= River of Ice =

First publication

"The River of Ice" is the 11th pulp magazine story to feature The Avenger. Written by Paul Ernst, it was published in the July 1940 issue of The Avenger magazine.

==Publishing history==
This novel was re-published under its original title by Paperback Library on April 1, 1973.

==Summary==

In a cave under a glacier (the "River of Ice") in British Columbia, Brent and Lini Waller find a time capsule with treasure, artifacts, and manuscripts from an advanced, pre-Ice Age civilization. Lini seeks to sell the cave contents to the Wittwar Foundation.
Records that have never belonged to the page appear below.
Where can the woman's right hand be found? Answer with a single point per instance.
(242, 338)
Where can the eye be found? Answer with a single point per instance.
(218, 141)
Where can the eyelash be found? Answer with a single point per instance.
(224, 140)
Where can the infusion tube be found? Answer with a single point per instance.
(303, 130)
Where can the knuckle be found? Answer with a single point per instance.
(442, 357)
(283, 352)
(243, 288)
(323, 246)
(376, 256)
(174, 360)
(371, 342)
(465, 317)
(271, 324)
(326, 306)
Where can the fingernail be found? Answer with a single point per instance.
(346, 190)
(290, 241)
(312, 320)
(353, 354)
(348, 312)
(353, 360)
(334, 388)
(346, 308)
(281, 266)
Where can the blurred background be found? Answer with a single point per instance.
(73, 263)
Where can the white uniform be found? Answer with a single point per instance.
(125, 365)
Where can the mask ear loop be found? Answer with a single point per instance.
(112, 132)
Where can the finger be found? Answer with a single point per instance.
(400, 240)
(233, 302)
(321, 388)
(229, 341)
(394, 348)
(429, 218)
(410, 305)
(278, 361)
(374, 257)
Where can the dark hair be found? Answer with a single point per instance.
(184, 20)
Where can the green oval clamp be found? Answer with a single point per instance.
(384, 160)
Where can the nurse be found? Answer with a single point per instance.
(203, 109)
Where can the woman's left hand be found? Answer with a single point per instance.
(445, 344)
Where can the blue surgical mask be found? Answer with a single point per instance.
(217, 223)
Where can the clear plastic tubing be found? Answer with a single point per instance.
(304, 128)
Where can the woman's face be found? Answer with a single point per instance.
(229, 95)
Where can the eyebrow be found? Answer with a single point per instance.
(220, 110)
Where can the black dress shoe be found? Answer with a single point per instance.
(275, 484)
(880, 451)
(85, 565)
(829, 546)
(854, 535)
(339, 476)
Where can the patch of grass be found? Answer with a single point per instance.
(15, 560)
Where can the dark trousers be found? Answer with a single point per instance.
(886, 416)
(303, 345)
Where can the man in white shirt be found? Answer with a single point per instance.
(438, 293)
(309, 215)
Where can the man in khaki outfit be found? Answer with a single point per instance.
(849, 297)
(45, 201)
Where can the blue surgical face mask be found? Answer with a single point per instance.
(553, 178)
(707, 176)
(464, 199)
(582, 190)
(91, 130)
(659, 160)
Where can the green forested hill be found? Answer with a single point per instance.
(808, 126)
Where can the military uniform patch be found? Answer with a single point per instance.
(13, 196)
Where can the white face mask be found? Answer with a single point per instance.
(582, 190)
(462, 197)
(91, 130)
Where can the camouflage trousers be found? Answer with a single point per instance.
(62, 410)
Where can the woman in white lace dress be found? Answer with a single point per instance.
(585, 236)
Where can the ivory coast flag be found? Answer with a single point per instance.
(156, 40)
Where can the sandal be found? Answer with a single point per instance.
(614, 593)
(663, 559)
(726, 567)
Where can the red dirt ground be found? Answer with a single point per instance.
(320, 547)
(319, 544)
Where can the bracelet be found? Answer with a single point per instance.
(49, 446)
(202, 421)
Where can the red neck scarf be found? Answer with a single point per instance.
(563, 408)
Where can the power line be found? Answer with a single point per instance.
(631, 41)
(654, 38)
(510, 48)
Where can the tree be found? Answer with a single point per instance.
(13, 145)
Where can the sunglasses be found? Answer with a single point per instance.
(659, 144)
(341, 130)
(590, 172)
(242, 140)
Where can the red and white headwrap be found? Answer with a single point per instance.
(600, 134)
Benson declines to lead an expedition to the cave. Lini is kidnapped, and a steel needle is pounded into her brain, a pre-Ice Age mind control technique. She leads the Justice Inc. team into several death traps, including a room filled with dry ice and a building that falls on their car. Mac and Josh, sent to locate the cave, are captured by the criminals. Nellie, captured, apparently has a needle inserted in her brain. Flying to the cave, under Lini's control, Nellie strands Benson, Smitty, and Rosabel in a remote location. Benson had planned for a second plane, delivered by a young Canadian pilot, but accidentally crashes it and is captured. The mastermind seeks the ancient cold light technology which lights the cave, removes all the ancient artifacts, and sets an explosion that buries the cave with the Justice Inc. team inside. Benson arranged for the explosion to destroy the criminals, and escapes the cave using ancient advanced technology.